Declining travel due to depressed oil prices — the lifeblood of Houston’s energy economy — had already made the city’s hotel market the weakest in the US.
Then came Hurricane Harvey, and the deluge.
Bloomberg reports that the record-breaking rains and flooding from the storm may hit the hotel industry especially hard.
Hotels that have not been flooded are likely to see short-term profit in housing emergency and relief workers. However, the long-term impact of the Harvey floods — which will take years to recover from and are likely to alter the very landscape of the city — may depress the hotel market even further.

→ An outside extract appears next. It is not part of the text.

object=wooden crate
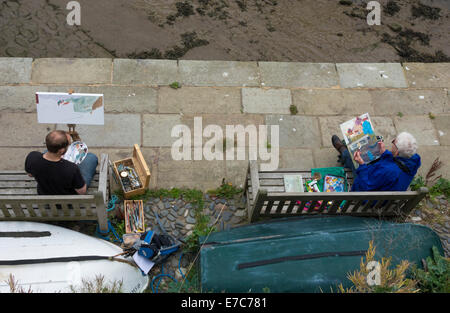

“It’s going to be very hard on Houston for the foreseeable future,” said Carter Wilson, vice president of consulting and analytics at industry consulting firm STR.
Even prior to the storm, Houston’s average hotel occupancy rate was 62.7 per cent, the lowest of the top 25 markets in the US. Room rates were also among the lowest in the country.
The silver lining for the industry is that major hoteliers like Hilton and Hyatt are reporting that most of their properties have emerged from the storm and floods with minimal damage.
Hotels in other Texas cities, like Dallas and Austin, also may see increased bookings due to people displaced by the storm and recovery-related activities.
And some individuals and groups may make a special effort to visit Houston in a sign of support for the city, as occurred after Hurricane Katrina devastated New Orleans a decade ago.